There are lots of products of nano chemistry... Like nano coatings.....carbon fiber.. And lots of others..
learn
Even nanotechnology is pretty much all about chemistry... Its the chemistry on quantum or atomic level
learn
da
no nanotechnology is also a part of physics and maths it requires angle formulas and some pressure regarding concepts
Bhagvanji
hey
Giriraj
Preparation and Applications of Nanomaterial for Drug Delivery
revolt
da
Application of nanotechnology in medicine
has a lot of application modern world
Kamaluddeen
yes
narayan
what is variations in raman spectra for nanomaterials
ya I also want to know the raman spectra
Bhagvanji
I only see partial conversation and what's the question here!

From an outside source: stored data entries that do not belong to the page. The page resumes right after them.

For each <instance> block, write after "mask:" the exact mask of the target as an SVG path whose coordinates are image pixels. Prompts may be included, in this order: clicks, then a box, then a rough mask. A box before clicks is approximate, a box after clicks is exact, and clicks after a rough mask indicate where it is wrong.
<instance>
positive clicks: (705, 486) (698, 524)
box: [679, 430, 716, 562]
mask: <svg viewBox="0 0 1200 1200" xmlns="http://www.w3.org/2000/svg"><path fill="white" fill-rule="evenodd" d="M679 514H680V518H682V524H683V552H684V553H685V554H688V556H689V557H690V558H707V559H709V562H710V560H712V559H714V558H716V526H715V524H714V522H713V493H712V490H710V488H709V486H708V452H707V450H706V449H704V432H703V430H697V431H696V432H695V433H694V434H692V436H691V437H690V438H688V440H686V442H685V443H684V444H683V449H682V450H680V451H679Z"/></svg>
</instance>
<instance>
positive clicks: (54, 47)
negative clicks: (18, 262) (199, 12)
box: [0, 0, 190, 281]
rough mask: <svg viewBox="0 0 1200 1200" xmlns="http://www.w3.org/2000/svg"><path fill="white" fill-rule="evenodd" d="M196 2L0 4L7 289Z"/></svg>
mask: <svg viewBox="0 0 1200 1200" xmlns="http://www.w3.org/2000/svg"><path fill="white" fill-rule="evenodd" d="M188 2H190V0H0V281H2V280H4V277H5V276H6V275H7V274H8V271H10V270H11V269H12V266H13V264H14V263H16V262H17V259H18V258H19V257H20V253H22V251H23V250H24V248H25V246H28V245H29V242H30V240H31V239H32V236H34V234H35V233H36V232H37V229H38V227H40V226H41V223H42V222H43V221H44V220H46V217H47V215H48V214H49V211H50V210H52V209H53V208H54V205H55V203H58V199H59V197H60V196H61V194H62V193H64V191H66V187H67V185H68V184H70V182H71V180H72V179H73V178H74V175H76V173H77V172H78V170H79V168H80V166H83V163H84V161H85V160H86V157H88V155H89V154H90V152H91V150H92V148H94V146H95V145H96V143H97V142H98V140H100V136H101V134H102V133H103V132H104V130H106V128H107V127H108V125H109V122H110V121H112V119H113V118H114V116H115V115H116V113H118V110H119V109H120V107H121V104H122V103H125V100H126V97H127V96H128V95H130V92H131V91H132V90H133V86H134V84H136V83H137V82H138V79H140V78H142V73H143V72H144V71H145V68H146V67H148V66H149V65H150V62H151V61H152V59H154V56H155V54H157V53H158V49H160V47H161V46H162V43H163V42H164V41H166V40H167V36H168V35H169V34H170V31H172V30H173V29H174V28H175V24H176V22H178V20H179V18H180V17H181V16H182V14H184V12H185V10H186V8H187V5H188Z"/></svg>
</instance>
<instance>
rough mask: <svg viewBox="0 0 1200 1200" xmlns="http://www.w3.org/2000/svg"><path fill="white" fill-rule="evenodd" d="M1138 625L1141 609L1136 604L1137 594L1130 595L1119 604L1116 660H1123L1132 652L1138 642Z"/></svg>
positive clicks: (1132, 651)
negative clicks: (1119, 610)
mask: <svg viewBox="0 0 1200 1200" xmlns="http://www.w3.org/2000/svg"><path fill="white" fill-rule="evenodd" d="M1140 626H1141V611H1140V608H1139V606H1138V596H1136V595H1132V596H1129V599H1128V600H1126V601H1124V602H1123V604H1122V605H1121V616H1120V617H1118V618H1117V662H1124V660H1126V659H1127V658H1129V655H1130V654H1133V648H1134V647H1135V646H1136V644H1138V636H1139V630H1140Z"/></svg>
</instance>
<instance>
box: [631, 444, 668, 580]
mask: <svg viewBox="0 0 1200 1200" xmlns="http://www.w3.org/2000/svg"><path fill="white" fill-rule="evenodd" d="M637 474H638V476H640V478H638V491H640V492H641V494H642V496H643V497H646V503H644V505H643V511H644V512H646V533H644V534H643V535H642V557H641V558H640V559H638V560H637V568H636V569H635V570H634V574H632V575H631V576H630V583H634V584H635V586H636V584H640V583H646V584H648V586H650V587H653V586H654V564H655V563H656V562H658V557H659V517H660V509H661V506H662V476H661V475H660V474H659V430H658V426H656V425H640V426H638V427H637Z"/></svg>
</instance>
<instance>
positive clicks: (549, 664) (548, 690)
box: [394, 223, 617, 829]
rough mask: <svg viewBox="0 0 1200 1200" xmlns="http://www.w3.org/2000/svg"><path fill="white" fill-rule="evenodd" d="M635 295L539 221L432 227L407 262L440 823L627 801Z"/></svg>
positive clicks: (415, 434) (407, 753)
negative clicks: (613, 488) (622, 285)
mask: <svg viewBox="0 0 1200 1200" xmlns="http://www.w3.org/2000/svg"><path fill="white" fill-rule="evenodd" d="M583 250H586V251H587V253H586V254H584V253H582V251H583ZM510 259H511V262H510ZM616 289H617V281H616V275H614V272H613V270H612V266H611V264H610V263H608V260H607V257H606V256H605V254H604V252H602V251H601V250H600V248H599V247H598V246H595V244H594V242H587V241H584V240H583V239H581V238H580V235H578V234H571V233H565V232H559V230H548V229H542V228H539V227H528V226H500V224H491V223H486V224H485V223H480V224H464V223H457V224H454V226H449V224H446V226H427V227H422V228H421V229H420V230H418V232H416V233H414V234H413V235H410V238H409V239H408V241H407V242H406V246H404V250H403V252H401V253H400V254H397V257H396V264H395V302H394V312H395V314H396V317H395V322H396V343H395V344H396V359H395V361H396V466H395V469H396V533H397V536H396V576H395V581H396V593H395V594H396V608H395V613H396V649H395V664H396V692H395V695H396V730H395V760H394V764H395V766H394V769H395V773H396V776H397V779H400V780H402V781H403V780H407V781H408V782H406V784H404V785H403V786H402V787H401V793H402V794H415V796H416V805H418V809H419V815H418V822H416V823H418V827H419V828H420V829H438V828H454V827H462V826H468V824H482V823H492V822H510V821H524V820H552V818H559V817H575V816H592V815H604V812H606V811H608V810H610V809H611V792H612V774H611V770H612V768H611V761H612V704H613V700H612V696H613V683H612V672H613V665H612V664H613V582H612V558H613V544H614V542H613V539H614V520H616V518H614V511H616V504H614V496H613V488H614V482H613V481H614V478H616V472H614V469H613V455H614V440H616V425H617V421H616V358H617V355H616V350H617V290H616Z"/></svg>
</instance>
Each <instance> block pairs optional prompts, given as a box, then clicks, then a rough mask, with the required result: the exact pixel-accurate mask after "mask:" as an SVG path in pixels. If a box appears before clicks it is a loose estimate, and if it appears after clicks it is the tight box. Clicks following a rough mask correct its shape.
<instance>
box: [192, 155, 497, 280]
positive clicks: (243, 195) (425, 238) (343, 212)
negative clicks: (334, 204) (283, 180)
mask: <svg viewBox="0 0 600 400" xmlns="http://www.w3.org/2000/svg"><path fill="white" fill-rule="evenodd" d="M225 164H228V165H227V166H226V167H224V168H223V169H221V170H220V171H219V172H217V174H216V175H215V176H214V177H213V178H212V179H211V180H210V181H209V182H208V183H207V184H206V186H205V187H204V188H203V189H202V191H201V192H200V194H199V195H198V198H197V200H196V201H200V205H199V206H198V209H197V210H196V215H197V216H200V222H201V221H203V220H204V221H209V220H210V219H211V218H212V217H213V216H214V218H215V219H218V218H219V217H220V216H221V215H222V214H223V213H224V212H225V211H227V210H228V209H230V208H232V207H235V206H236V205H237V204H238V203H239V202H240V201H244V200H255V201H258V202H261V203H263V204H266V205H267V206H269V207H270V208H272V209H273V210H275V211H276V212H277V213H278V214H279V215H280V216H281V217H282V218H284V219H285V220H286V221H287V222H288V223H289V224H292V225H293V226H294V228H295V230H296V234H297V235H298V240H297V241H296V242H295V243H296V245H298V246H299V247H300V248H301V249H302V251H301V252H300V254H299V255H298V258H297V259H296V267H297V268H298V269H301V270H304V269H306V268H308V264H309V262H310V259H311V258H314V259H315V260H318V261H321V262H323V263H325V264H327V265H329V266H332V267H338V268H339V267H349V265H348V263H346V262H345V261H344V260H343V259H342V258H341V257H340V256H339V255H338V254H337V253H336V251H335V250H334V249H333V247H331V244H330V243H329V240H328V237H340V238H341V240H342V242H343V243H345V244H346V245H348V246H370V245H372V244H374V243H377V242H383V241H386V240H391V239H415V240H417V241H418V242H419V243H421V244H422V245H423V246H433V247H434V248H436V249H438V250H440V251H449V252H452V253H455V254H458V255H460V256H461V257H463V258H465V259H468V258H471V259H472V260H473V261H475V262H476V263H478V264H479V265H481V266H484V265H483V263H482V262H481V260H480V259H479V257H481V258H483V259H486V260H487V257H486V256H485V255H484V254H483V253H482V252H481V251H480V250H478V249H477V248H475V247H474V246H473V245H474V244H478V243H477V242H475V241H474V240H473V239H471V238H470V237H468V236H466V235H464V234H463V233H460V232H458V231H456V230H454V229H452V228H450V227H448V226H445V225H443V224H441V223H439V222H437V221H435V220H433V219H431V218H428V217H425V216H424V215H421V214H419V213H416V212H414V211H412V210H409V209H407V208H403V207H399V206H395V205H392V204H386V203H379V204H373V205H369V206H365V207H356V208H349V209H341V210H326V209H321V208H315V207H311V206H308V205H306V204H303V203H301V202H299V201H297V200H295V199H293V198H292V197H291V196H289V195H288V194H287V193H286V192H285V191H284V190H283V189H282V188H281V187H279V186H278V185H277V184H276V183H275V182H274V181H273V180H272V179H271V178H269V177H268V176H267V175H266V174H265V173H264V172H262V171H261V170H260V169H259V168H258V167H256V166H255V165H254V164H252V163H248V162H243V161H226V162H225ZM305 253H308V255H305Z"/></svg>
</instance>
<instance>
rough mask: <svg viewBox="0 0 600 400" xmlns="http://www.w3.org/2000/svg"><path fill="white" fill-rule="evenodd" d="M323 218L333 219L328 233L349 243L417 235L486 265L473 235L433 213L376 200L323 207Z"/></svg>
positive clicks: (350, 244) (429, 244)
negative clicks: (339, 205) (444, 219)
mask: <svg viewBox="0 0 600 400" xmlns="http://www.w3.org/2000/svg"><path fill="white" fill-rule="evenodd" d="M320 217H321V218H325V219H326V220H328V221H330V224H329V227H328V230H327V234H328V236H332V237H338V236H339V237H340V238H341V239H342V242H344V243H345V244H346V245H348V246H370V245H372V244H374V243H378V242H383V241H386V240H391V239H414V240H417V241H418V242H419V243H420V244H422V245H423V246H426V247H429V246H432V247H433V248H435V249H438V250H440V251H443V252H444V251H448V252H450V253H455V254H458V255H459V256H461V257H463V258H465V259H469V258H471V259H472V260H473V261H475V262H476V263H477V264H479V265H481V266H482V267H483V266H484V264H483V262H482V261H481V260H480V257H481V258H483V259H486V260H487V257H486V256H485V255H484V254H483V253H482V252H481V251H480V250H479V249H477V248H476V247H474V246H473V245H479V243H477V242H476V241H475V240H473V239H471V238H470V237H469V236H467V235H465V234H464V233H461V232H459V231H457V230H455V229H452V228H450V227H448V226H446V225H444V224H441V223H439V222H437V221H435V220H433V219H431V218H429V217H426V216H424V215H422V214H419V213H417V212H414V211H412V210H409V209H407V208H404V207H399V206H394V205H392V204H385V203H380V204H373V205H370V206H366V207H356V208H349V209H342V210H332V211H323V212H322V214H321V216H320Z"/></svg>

what about nanotechnology for water purification
please someone correct me if I'm wrong but I think one can use nanoparticles, specially silver nanoparticles for water treatment.
Damian
yes that's correct
Professor
I think
Professor
Nasa has use it in the 60's, copper as water purification in the moon travel.
Alexandre
nanocopper obvius
Alexandre
what is the stm
is there industrial application of fullrenes. What is the method to prepare fullrene on large scale.?
Rafiq
industrial application...? mmm I think on the medical side as drug carrier, but you should go deeper on your research, I may be wrong
Damian
How we are making nano material?
what is a peer
What is meant by 'nano scale'?
What is STMs full form?
LITNING
scanning tunneling microscope
Sahil
how nano science is used for hydrophobicity
Santosh
Do u think that Graphene and Fullrene fiber can be used to make Air Plane body structure the lightest and strongest. Rafiq
Rafiq
what is differents between GO and RGO?
Mahi
what is simplest way to understand the applications of nano robots used to detect the cancer affected cell of human body.? How this robot is carried to required site of body cell.? what will be the carrier material and how can be detected that correct delivery of drug is done Rafiq
Rafiq
if virus is killing to make ARTIFICIAL DNA OF GRAPHENE FOR KILLED THE VIRUS .THIS IS OUR ASSUMPTION
Anam
analytical skills graphene is prepared to kill any type viruses .
Anam
Any one who tell me about Preparation and application of Nanomaterial for drug Delivery
Hafiz
what is Nano technology ?
write examples of Nano molecule?
Bob
The nanotechnology is as new science, to scale nanometric
brayan
nanotechnology is the study, desing, synthesis, manipulation and application of materials and functional systems through control of matter at nanoscale
Damian
can you provide the details of the parametric equations for the lines that defince doubly-ruled surfeces (huperbolids of one sheet and hyperbolic paraboloid). Can you explain each of the variables in the equations?